Collectible card game

XXXenophile is a mature-themed science fiction and fantasy collectible card game based on the XXXenophile comic book, and was published by Slag-Blah Entertainment in 1996.

==Publication history==
A collectible card game based on the XXXenophile comic was created, with game mechanics designed by James Ernest;
it was the first adult-themed CCG (with adult mechanics—some cards contained directions for the player to remove a piece of clothing). It was designed after positive reader reaction to the tenth issue of the comic's cover, which showed cards for a hypothetical XXXenophile CCG.

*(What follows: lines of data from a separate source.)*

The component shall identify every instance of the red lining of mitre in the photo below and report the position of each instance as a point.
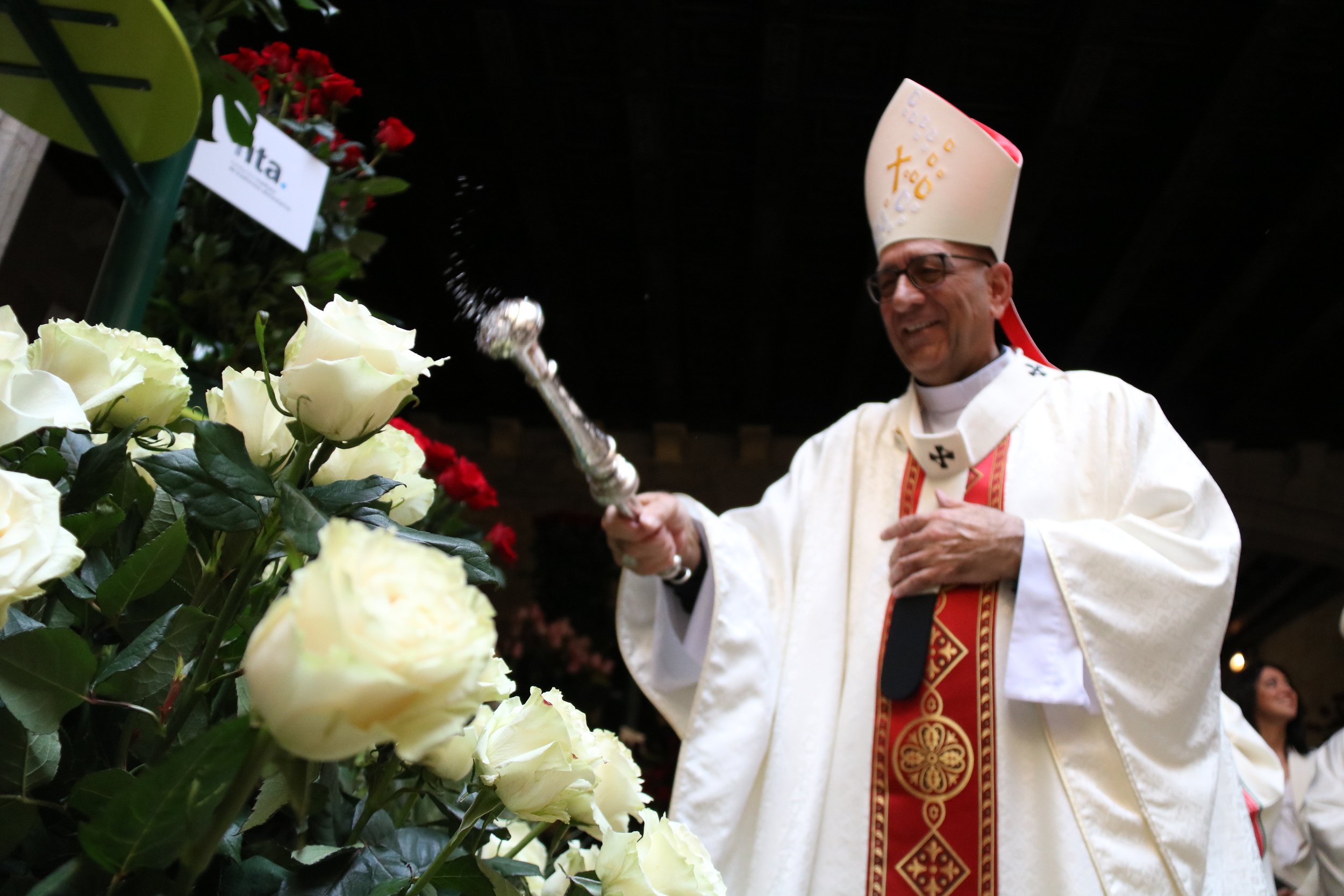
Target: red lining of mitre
(1011, 321)
(1003, 141)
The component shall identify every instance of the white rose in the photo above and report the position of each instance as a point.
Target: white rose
(34, 547)
(533, 854)
(346, 371)
(34, 399)
(30, 399)
(380, 639)
(103, 364)
(666, 860)
(527, 754)
(390, 453)
(244, 405)
(452, 759)
(571, 863)
(620, 789)
(14, 342)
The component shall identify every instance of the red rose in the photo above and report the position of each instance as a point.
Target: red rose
(503, 539)
(316, 105)
(394, 135)
(277, 57)
(312, 63)
(340, 89)
(245, 61)
(350, 155)
(466, 483)
(343, 154)
(439, 456)
(398, 424)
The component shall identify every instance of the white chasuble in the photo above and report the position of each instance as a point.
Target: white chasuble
(776, 768)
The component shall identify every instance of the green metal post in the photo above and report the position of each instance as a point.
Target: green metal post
(136, 252)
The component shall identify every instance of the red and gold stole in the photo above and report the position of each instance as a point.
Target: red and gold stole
(932, 822)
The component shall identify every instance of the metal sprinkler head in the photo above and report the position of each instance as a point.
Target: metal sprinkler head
(509, 328)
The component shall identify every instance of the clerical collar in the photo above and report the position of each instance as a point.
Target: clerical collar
(940, 401)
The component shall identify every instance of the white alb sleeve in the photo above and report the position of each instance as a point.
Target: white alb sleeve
(681, 639)
(1045, 661)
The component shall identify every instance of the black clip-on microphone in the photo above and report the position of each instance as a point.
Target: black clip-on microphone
(906, 653)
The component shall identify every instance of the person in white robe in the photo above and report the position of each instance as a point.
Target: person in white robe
(1307, 843)
(1100, 551)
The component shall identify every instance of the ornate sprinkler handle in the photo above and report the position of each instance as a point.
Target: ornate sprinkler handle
(511, 331)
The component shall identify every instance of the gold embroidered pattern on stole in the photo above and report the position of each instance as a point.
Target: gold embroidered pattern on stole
(933, 758)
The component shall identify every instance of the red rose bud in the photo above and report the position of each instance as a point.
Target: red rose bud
(394, 135)
(312, 63)
(338, 88)
(503, 539)
(398, 424)
(439, 456)
(466, 483)
(277, 57)
(353, 155)
(245, 61)
(316, 105)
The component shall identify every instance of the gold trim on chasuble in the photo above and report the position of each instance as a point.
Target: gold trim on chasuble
(932, 821)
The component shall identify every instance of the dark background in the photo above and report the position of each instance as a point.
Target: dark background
(681, 186)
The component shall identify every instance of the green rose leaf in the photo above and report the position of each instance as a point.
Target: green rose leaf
(144, 571)
(300, 518)
(364, 243)
(45, 673)
(206, 499)
(273, 795)
(256, 876)
(27, 761)
(331, 267)
(514, 868)
(17, 820)
(60, 881)
(163, 513)
(340, 497)
(224, 454)
(147, 665)
(149, 822)
(96, 526)
(383, 186)
(97, 790)
(46, 464)
(479, 567)
(18, 621)
(464, 875)
(390, 887)
(98, 469)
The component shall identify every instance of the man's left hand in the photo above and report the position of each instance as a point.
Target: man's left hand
(956, 544)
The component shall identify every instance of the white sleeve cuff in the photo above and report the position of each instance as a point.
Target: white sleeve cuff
(1045, 661)
(681, 639)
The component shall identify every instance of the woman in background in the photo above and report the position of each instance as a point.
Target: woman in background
(1307, 844)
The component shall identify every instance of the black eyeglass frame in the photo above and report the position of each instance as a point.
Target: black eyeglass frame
(875, 292)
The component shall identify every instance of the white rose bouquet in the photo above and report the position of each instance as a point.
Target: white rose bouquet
(230, 664)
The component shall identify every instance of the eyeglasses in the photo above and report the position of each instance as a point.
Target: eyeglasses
(924, 272)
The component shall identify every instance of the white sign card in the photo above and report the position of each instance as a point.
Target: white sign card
(275, 182)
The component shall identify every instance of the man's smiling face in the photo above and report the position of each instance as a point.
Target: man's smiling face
(947, 332)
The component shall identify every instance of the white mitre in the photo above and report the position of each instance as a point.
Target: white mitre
(934, 173)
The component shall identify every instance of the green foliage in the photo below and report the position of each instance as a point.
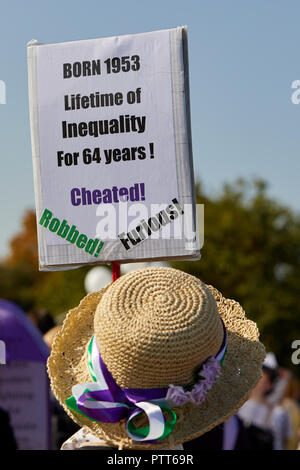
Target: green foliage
(251, 253)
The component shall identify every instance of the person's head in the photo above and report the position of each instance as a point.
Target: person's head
(155, 357)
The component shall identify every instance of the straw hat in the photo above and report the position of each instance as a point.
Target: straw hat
(155, 329)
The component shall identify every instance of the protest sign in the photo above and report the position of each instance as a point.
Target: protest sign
(111, 144)
(24, 385)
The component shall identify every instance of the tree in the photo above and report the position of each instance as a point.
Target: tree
(251, 253)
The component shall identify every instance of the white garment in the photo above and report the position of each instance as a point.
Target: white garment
(275, 419)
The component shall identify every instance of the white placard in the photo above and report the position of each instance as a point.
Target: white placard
(24, 395)
(111, 149)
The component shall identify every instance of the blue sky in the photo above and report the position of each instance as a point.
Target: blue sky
(244, 56)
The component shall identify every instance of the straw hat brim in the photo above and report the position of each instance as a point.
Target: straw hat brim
(241, 370)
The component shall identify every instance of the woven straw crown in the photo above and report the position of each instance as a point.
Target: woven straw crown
(154, 327)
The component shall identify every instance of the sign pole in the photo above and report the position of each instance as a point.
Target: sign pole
(115, 265)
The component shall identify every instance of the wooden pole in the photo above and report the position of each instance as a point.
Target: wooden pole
(115, 266)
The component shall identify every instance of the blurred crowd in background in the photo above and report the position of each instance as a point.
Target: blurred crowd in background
(251, 254)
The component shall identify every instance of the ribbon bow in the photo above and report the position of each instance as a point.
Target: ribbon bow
(103, 400)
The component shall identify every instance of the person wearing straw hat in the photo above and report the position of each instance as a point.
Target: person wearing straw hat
(155, 359)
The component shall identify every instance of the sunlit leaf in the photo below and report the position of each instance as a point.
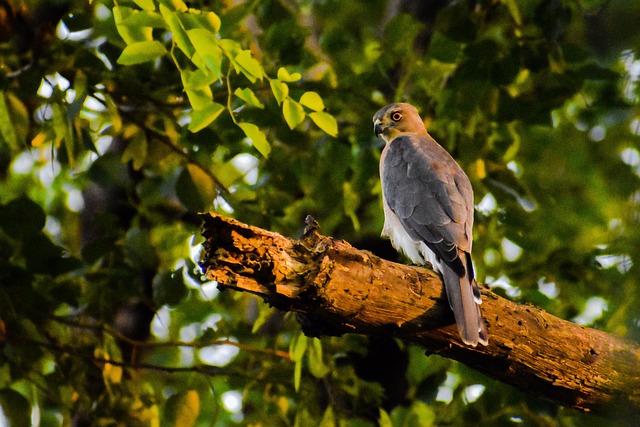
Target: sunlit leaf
(317, 367)
(247, 95)
(293, 113)
(203, 117)
(208, 48)
(146, 4)
(169, 288)
(249, 66)
(257, 137)
(144, 19)
(178, 34)
(312, 100)
(136, 150)
(15, 407)
(284, 75)
(137, 53)
(130, 34)
(280, 90)
(7, 130)
(203, 182)
(188, 409)
(325, 121)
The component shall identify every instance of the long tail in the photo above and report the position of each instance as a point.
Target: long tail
(464, 299)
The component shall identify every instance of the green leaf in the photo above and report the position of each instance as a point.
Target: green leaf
(200, 99)
(245, 63)
(178, 34)
(249, 97)
(145, 4)
(284, 75)
(325, 121)
(208, 48)
(257, 137)
(293, 113)
(137, 53)
(130, 34)
(7, 131)
(15, 407)
(203, 183)
(328, 418)
(22, 217)
(203, 117)
(317, 367)
(199, 79)
(312, 100)
(139, 19)
(280, 90)
(384, 420)
(296, 351)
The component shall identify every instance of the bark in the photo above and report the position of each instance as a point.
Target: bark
(336, 288)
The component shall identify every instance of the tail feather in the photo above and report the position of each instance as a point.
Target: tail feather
(464, 298)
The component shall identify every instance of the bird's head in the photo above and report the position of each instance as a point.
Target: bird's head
(395, 119)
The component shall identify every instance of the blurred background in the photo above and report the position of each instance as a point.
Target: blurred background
(119, 121)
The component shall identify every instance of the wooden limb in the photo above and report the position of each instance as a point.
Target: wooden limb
(338, 288)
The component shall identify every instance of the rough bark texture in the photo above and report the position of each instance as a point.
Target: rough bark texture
(336, 289)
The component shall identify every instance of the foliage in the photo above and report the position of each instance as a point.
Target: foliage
(119, 120)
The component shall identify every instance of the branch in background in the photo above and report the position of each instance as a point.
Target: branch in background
(336, 288)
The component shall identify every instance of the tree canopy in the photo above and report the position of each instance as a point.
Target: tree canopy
(120, 120)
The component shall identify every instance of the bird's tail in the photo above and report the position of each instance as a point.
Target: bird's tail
(464, 299)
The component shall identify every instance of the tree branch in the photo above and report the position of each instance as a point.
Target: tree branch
(337, 289)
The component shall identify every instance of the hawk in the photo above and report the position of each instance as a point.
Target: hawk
(428, 210)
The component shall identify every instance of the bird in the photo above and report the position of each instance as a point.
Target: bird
(428, 211)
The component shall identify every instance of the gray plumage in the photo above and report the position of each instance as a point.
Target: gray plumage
(428, 206)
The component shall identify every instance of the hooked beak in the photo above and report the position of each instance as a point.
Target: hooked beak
(378, 127)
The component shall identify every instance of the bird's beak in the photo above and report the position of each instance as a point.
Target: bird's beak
(378, 127)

In 2001 this game was reworked into a non-adult, non-collectible card game called Girl Genius: The Works, based on the Foglios' comic Girl Genius.

==Reception==
Pyramid magazine reviewed XXXenophile and stated that "Taking XXXenophile that seriously would be difficult, as well as perverse; the instructions and most of the rules are actually printed in mini-comic form to prevent this, and you can learn the basics during your coffee break."